In this paper, we present Crosys, a method for dynamic analysis of multi-architectural binaries in a single analysis host through intermediate language interpretation and binary rewriting. We explain how we elaborate binary lifting to assure both accuracy and stability. Then we propose cross-architectural dynamic analysis enabled by our work. In the end, we evaluated the stability of rewritten binary and the efficiency of dynamic analysis using technology.
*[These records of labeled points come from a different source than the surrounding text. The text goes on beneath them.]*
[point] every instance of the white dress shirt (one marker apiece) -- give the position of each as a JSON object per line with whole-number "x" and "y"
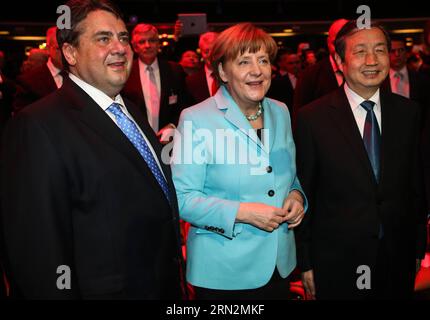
{"x": 400, "y": 84}
{"x": 55, "y": 72}
{"x": 104, "y": 103}
{"x": 334, "y": 66}
{"x": 153, "y": 111}
{"x": 359, "y": 112}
RaceInjector: Injecting Races to Evaluate and Learn Dynamic Race Detection Algorithms

Michael Wang
Shashank Srikant
Malavika Samak
Una-May O’Reilly

There exist no sound, scalable methods to assemble comprehensive datasets of concurrent programs annotated with data races. As a consequence, it is unclear how well the multiple heuristics and SMT-based algorithms, that have been proposed over the last three decades to detect data races, perform. To address this problem, we propose —an SMT-based approach which, for any given program, creates arbitrarily many program traces of it containing injected data races. The injected races are guaranteed to follow the given program’s semantics. hence can produce an arbitrarily large, labeled benchmark which is independent of how detection algorithms work. We demonstrate by injecting races into popular program benchmarks and generating a small dataset of traces with races in them. Among the traces generates, we begin to find counterexamples which four state-of-the-art race detection algorithms fail to detect. We thus demonstrate the utility of generating such datasets, and recommend using them to train machine learning-based models which can potentially replace and improve upon existing race-detection heuristics.